Anthony Winkler Prins (1870)

Gepubliceerd op 14-11-2017

Accijns

betekenis & definitie

Accijns, zoo noemt men eene binnenlandsche, doorgaans indirecte belasting op goederen, die dagelijks worden gebruikt. Deze belasting is zeer oud. Zij werd reeds door de Romeinen geheven onder den naam van vectigal. Zij was in 1101 in Spanje en omstreeks dienzelfden tijd te Venetië in zwang en heeft zich van hier over de Nederlanden, Frankrijk en Duitschland uitgebreid. De accijnsen, gewoonlijk door de gemeenten geheven, werden dikwijls op verlangen der vorsten aan het rijksbestuur afgestaan.

Waar ze in de steden bleven voortduren, werden ze gewoonlijk aan de poorten, of ook wel aan de grenzen van het stadsgebied ingevorderd. In ons Vaderland ontmoeten wij den accijns in de zestiende eeuw, gedurende onzen strijd met Spanje. Aanvankelijk werd hij gevraagd van sommige waren, die naar den vijand werden gevoerd, later voor alle dergelijke waren zonder onderscheid van bestemming. Bij ons en in Engeland is het accijnsstelsel op eene groote schaal toegepast. Bijna geen enkel voorwerp van dagelijksch gebruik kon aan zijne heerschappij ontsnappen, ja, sommige werden, bij hunne vervorming, er bij herhaling door getroffen. In Engeland, waar het in 1623 is ingevoerd, zien wij in 1829 de opbrengst van den rijksaccijns klimmen tot een bedrag van 220 millioen gulden — de helft der middelen. Ook in Duitschland werd hier en daar een zeer uitgebreid accijnsstelsel ingevoerd. Het belast in Pruissen brandewijn, bier, azijn, zout, tabak, wijn, meel, vleesch en speelkaarten, en dat voorbeeld is door de meeste Staten van het Tolverbond nagevolgd. Het Fransche accijnsstelsel is hervormd in het jaar 1804, toen alle contributions indirectes onder den naam van droits réunis vereenigd werden.

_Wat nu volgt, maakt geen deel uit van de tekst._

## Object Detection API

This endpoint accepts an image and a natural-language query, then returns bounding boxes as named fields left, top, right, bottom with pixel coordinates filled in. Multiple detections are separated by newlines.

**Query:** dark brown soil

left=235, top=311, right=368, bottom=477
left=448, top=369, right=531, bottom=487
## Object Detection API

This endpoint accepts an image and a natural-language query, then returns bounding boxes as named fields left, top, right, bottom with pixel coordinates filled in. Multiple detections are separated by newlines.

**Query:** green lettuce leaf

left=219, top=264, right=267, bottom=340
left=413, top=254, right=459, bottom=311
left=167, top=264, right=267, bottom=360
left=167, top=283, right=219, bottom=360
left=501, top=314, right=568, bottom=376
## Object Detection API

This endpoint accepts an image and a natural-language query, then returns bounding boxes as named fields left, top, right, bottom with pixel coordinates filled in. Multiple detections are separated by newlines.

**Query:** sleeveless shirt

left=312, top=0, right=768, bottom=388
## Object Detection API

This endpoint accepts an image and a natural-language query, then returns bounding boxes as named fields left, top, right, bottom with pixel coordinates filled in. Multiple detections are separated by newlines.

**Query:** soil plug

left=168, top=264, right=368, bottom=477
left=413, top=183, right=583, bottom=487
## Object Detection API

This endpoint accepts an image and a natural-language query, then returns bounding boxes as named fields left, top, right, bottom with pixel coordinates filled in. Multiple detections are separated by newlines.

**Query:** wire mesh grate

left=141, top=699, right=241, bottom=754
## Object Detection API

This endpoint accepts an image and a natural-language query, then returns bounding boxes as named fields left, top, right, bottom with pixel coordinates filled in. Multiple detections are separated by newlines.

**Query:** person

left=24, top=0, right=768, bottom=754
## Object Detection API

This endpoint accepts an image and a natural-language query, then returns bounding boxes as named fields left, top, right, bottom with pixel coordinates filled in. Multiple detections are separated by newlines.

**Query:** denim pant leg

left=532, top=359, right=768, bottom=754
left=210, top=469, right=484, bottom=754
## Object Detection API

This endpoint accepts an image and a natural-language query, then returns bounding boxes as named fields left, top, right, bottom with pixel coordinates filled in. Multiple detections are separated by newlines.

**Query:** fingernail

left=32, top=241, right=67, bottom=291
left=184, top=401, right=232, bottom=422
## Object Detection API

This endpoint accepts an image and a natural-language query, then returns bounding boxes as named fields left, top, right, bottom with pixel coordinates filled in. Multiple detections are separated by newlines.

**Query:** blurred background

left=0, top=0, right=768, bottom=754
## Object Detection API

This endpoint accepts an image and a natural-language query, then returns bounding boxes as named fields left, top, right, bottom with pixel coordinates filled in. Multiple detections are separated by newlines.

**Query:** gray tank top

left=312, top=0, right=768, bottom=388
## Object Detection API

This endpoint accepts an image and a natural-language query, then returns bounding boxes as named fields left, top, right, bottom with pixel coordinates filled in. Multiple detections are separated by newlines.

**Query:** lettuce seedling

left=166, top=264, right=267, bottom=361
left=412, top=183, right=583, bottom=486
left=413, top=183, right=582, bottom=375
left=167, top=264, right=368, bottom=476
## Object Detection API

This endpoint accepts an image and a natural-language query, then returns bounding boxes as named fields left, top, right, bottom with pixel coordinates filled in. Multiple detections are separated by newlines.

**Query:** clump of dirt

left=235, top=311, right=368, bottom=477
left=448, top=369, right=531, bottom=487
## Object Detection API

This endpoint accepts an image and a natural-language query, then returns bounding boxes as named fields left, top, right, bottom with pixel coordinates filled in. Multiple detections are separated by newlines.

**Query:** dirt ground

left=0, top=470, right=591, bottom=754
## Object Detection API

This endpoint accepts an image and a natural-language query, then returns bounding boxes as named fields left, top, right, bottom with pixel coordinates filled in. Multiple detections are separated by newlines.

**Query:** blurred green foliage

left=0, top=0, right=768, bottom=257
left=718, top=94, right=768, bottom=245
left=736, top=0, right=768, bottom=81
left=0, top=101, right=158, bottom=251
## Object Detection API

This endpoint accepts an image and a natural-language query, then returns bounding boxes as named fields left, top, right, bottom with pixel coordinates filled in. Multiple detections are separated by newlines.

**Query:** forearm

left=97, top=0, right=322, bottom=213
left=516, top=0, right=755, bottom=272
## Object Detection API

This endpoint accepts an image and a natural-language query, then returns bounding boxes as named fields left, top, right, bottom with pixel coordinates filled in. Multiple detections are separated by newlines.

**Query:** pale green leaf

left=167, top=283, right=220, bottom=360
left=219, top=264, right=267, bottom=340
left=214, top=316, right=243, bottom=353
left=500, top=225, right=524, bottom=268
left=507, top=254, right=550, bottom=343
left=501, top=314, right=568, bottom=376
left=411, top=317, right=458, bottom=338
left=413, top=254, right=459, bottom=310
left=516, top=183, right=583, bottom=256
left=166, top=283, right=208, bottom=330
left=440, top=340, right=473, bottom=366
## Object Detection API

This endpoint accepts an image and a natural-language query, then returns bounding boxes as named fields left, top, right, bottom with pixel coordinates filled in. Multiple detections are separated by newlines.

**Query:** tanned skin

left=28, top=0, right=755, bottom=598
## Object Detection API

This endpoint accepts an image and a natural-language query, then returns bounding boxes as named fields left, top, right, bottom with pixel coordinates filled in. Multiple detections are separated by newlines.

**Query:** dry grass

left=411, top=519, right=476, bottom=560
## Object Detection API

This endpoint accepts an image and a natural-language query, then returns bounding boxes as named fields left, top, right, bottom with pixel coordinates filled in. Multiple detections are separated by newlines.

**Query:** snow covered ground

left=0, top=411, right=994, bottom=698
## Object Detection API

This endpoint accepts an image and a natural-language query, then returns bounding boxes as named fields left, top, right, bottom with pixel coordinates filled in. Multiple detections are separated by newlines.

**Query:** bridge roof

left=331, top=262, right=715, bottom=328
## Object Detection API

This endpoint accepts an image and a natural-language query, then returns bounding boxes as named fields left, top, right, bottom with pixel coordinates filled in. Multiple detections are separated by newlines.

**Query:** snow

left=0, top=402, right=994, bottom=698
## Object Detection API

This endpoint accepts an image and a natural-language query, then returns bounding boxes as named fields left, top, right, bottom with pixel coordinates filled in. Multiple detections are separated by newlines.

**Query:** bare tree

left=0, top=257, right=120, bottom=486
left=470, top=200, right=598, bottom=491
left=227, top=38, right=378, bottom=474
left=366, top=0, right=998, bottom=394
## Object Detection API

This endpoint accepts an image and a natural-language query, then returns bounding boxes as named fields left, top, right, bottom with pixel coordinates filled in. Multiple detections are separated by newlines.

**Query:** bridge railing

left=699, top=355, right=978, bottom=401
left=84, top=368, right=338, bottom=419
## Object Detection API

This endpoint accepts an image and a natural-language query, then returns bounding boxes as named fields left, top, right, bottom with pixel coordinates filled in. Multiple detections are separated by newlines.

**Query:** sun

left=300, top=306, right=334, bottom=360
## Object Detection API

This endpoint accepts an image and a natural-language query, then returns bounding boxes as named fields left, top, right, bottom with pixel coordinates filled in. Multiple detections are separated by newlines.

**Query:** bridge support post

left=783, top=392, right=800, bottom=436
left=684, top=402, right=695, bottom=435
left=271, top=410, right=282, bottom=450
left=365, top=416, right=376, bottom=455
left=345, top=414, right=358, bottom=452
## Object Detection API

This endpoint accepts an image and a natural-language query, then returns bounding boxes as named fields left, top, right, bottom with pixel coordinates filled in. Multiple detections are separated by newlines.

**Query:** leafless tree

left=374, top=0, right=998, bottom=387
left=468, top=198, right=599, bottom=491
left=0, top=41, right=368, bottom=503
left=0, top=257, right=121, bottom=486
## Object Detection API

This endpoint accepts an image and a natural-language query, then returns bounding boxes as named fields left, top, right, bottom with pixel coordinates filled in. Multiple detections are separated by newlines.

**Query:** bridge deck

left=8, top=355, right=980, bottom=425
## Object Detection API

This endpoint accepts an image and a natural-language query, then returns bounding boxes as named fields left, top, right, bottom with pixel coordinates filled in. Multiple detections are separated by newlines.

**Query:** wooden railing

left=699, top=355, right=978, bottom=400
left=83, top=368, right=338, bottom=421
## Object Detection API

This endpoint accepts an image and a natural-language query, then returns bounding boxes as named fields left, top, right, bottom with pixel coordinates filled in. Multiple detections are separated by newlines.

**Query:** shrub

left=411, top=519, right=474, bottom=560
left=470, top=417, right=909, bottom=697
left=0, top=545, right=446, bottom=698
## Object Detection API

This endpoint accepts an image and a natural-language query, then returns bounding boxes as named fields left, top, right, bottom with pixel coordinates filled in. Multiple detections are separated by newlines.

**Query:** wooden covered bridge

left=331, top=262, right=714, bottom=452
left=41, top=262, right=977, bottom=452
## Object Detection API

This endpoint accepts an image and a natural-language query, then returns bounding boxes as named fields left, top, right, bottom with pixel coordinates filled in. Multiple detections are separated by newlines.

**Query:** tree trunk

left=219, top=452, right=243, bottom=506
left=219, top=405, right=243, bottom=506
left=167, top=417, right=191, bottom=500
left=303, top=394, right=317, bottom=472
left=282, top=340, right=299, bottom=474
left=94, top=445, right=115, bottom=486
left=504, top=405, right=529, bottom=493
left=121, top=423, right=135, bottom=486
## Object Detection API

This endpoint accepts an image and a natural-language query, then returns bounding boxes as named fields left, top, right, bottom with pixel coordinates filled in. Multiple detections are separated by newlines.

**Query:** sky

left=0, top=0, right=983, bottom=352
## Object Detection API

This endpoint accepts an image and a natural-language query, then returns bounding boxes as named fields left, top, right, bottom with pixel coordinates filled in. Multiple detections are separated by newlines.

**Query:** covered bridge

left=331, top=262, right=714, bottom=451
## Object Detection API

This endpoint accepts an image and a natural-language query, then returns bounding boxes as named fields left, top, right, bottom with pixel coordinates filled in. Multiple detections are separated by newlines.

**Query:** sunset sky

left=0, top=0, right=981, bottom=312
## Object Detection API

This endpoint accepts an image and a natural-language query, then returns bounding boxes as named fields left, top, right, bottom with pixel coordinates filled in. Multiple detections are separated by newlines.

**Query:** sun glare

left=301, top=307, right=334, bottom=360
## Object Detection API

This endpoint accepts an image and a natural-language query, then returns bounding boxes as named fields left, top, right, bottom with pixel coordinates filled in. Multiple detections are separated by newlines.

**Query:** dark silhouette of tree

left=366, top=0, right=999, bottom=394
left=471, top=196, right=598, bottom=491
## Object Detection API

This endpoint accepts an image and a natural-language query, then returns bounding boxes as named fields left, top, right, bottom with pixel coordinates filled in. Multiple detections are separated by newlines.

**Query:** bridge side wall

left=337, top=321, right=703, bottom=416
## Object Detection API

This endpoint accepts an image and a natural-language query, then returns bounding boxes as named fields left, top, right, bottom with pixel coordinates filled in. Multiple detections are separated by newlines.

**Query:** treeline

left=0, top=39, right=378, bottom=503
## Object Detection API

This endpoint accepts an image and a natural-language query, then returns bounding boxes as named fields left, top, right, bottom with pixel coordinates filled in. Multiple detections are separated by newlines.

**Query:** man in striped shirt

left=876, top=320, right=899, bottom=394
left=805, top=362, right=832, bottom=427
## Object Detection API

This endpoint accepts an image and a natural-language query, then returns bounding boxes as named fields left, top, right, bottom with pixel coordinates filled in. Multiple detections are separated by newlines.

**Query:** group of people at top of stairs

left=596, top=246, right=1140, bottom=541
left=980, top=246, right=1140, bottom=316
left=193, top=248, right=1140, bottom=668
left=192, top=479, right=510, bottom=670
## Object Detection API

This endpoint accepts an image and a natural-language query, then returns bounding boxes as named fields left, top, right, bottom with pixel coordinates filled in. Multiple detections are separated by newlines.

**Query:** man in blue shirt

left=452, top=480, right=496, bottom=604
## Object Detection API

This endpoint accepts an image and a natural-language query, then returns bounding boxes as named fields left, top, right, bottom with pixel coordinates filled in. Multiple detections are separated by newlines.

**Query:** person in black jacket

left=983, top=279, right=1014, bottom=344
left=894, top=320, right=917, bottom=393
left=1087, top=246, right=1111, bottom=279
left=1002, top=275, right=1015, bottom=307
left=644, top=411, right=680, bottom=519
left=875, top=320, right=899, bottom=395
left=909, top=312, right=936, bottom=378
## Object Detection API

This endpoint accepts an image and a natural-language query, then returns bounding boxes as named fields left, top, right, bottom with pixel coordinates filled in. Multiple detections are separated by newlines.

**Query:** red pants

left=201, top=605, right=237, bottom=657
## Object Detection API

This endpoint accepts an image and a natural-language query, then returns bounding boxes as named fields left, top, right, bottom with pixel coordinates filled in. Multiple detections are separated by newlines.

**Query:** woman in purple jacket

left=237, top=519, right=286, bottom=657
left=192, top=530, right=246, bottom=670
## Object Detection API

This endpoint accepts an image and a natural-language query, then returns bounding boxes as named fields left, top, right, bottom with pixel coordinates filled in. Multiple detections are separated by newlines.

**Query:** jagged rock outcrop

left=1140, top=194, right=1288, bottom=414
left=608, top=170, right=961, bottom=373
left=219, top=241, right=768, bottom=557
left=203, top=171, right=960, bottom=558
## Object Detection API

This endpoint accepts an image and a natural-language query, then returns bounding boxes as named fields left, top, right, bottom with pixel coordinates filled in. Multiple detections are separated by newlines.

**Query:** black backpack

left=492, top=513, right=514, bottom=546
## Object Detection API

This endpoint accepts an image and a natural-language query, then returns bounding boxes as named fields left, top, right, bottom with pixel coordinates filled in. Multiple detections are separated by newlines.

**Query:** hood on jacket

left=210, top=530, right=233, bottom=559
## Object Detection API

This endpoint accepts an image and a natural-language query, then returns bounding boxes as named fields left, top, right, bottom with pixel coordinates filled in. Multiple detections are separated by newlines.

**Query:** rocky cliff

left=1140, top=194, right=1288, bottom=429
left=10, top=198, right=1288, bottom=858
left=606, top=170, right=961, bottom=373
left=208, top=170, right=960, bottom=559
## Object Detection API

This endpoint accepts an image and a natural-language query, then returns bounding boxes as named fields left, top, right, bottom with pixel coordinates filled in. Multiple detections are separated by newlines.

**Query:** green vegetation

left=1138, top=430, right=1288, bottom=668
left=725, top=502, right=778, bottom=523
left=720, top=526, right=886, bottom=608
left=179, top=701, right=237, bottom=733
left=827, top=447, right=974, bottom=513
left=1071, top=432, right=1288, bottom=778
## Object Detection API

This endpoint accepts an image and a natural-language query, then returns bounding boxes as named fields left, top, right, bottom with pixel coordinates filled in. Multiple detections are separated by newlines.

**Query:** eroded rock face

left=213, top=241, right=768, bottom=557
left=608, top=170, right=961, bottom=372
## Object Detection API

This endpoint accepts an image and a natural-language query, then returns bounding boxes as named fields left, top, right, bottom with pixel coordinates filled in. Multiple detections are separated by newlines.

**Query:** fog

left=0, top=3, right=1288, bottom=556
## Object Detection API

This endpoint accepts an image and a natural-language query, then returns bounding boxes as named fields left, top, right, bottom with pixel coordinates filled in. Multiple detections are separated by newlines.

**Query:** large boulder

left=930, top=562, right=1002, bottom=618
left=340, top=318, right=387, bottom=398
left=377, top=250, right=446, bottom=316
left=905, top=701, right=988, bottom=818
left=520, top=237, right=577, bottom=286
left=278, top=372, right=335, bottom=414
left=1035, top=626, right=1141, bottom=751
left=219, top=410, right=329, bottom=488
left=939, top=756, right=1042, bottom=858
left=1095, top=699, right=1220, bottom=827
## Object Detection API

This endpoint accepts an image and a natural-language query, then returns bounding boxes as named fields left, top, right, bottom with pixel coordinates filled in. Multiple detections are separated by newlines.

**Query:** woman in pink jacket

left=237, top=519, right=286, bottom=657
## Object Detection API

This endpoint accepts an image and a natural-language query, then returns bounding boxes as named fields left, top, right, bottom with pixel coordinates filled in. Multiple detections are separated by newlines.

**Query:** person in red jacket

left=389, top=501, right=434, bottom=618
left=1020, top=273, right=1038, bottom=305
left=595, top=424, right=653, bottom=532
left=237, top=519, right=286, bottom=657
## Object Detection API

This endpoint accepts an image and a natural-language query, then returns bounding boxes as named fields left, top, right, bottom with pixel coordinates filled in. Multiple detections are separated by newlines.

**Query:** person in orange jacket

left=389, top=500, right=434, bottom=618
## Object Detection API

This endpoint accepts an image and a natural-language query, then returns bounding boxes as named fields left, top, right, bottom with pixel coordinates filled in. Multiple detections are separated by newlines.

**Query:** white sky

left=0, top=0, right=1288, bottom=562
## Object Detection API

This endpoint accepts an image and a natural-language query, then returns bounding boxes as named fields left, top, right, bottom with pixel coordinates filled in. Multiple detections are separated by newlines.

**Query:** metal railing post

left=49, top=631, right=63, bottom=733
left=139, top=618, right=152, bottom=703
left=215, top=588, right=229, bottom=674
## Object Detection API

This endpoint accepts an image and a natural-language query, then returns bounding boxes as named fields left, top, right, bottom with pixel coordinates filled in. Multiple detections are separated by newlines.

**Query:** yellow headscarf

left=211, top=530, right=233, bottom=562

Bjj de heffing van den accijns volgt men het beginsel, dat zij zooveel mogelijk geschiede onmiddellijk vóór het gebruik der belaste waren; de koopman is beter in staat om den accijns te betalen, wanneer hij dien in den prijs der waren terstond van de verbruikers terug ontvangt. Intusschen is het accijnsstelsel — althans voor zoo ver het zich uitstrekt tot de eerste levensbehoeften — door de staathuishoudkunde veroordeeld. Ieder ingezeten moet door opbrengst van belasting de kosten helpen dragen der regtszekerheid, die de Staat verschaft. Hij heeft daarbij te meer belang, naarmate zijn persoon en goederen meer waarde hebben. De beste maatstaf dier waarde is gelegen in de inkomsten, zoodat deze ook de maatstaf moeten zijn van de verschuldigde belasting. Waar eene inkomsten-belasting nog niet is ingevoerd, zijn dus die belastingen het meest af te keuren, die het verst van haar afwijken. Onder deze bekleeden de accijnsen op de eerste levensbehoeften den hoogsten rang. Brood, vleesch, zout, zeep moeten zoowel door den geringen burger als door den millionnair gebruikt worden, en schoon beider inkomsten verbazend verschillen, betalen zij in den accijns bjj gebruik van gelijke hoeveelheden een gelijk belastingsbedrag. Ja, heeft de geringe burger een huisgezin, hetwelk dubbel zoo groot is als dat van den millionnair, dan betaalt hij in den prijs van onmisbare levensbehoeften, bij voorbeeld in dien van het zout, de dubbele belasting van den millionnair.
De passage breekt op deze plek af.